Heykellerin fotoğraflarını hocalarına gösteren Schmidt, bunların kayıp Göbeklitepe'ye ait olduğunu anlar... Tekrar Şanlıurfa Müzesi'ne giter ve kendisini bu heykellerin bulunduğu yere götürmelerini ister... Ancak müze yetkilileri ilgilenmezler... 

Klaus Schmidt bunun üzerine yeri kendisi bulmaya karar verir ve arayarak sorarak nihayet tarlayı ve tarlanın sahibini bulur...

Bir süre sonra Kültür Bakanlığı, Prof. Schmidt'in danışmanlığında heykelin bulunduğu tarlada kazı çalışmaları başlatır... Kazı yıllar sürer, kazdıkça hayret verici bulgular keşfedilir... 2007 yılında ise kazı başkanlığına Klaus Schmidt getirilmiştir.

Şanlıurfa'ya 20 km uzaklıktaki alan arkeolojik sit alanı ilan edilir... Kazıların ilerlemesiyle Dünya’nın İlk Tapınağı olan Göbeklitepe büyük oranda ortaya çıkarılır... Göbeklitepe günümüzden tam 12.000 yıl önce inşa edilmiş. Neolitik A dönemde bir tepe üzerine inşa edilen tapınakta çok sayıda yuvarlak biçimli yapı bulunmuştur. 

Göbeklitepe’de bulunan henüz sadece altı tanesi gün ışığına çıkarılmış, toplam 20 adet olduğu belirlenen bu üzeri açık yapıların dini amaçlı inşa edildiği biliniyor. 'T' biçiminde sütunlar ile çevrilmiş bu tapınakların merkezinde iki T biçiminde sütun karşılıklı olarak yer alıyor.
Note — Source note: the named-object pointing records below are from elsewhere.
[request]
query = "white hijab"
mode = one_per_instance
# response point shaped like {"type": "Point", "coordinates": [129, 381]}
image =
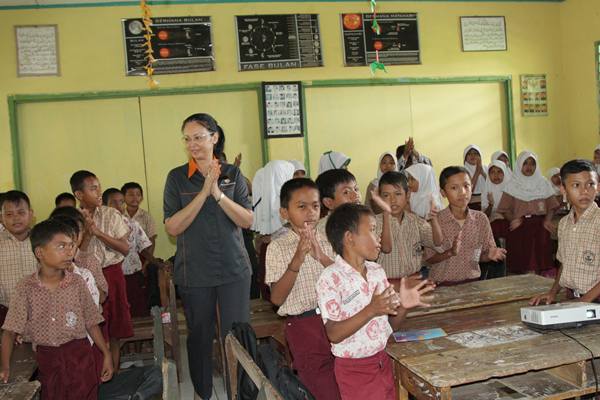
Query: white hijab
{"type": "Point", "coordinates": [528, 188]}
{"type": "Point", "coordinates": [266, 188]}
{"type": "Point", "coordinates": [333, 160]}
{"type": "Point", "coordinates": [495, 190]}
{"type": "Point", "coordinates": [549, 174]}
{"type": "Point", "coordinates": [375, 181]}
{"type": "Point", "coordinates": [480, 186]}
{"type": "Point", "coordinates": [420, 201]}
{"type": "Point", "coordinates": [298, 165]}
Sütunlar ve kalıntılar üzerinde; boğa, yaban domuzu, tilki, yılan, turna ve yaban ördekleri en sık görülen hayvan tasvirleri. 

Göbeklitepe’nin günümüze bu denli mükemmel olarak korunmuş şekilde kalması da arkeologları şaşırtan bir diğer konu. Tapınağın, yapılışından yaklaşık bin yıl sonra toprak ve çakmaktaşı ile tamamıyla gömüldüğü tahmin ediliyor. Ancak neden gömüldü bu konu bilinmiyor... 

1. COĞRAFİ KONUMU
Göbeklitepe, Şanlıurfa'nın 20 kilometre kuzeydoğusundaki Örencik köyü yakınlarında, yaklaşık 300 metre çapında ve 15 metre yüksekliğinde geniş görüş alanına hakim bir konumda yer almaktadır.
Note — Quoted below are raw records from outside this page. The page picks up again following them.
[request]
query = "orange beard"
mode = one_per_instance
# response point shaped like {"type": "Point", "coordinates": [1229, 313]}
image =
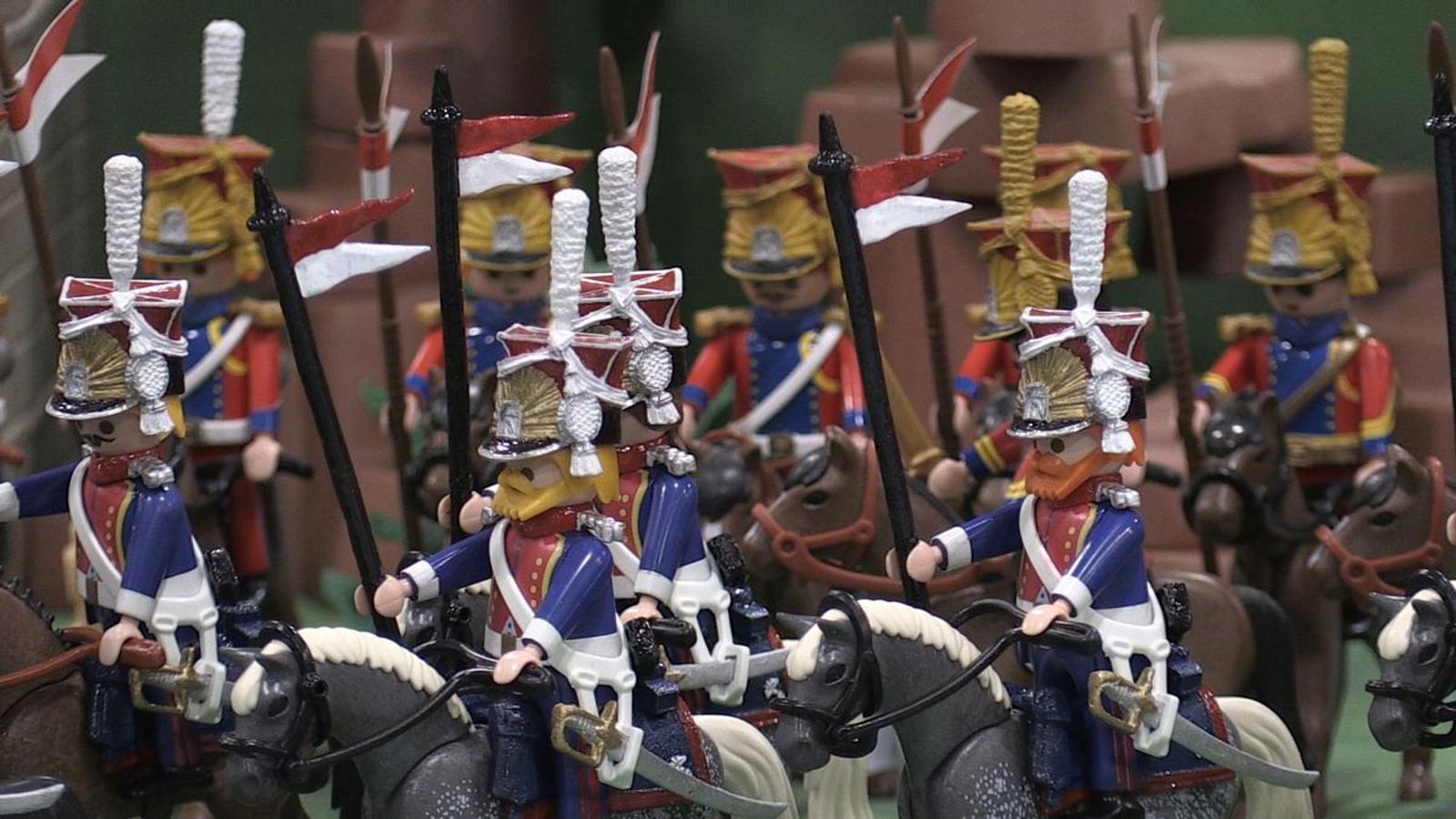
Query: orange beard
{"type": "Point", "coordinates": [1053, 479]}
2. TARİHİN İLK VE EN BÜYÜK TAPINAĞI
Neolitik döneme ait Göbeklitepe, ilk tapınağın dolayısıyla yeryüzündeki ilk inancın merkezi olabilmesi açısından önemli. Bu bölgede yaklaşık 20 tapınak tespit edilmiş ve şu ana kadar yalnızca 6 tapınak gün ışığına çıkartılmıştır.

3. İNSANLIK TARİHİ YENİDEN YAZILDI
Göbeklitepe bu zamana kadar bilinen en eski yapıt ve tapınaktan 7500 yıl daha eskiye ait. Göbeklitepe'nin keşfine kadar bilinen en eski tapınak ise Malta'da bulunmakta ve 5000 yaşında. Ayrıca Stonehenge'den 7000, Mısır piramitlerinden ise 7500 yıl daha yaşlı...
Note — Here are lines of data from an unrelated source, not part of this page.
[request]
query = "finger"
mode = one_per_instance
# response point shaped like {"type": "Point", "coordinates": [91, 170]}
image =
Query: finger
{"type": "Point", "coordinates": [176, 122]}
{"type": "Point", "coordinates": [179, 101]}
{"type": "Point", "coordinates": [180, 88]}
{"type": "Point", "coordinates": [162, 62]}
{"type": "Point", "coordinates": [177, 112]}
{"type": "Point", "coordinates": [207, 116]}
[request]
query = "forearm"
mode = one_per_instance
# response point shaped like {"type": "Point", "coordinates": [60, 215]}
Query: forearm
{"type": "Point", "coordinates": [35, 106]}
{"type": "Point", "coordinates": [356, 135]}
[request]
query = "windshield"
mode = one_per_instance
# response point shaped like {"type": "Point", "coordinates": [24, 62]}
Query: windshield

4. KAYALARIN BİÇİMLENDİRİLMESİ
Göbeklitepe'nin inşa edildiği dönemde insanoğlu bitki toplayan ve hayvanları avlayan küçük gruplar halinde sürekliliğini sağlıyordu. Kayalık bölgelerden, büyük sütunların ve ağır taşların el arabaları ve yük hayvanları olmadan 2 kilometre taşınarak Göbeklitepe'ye getirilmesi için muhtemelen tarihte insanların ilk defa bu kadar kalabalık bir şekilde bir arada olması gerekmişti.

5. KABARTMA HAYVAN FİGÜRLERİ
Mağarada duvarlarındaki avcılığı temsil eden resimlerden ziyade burada hayvan figürleri tek ve kabartma olarak işlenmiş, sanatsal açıdan farklı bir anlayışı etkileyici biçimde yansıtmaktadır. Taşlar üzerinde işlenmiş akrep, tilki, boğa, yılan, yaban domuzu, aslan, turna ve yaban ördeği figürleri yer almaktadır. Bir kısım arkeoloğa göre bu hayvan figürleri tapınağı ziyaret eden farklı kabilelerin sembolü olarak nitelendiriliyor.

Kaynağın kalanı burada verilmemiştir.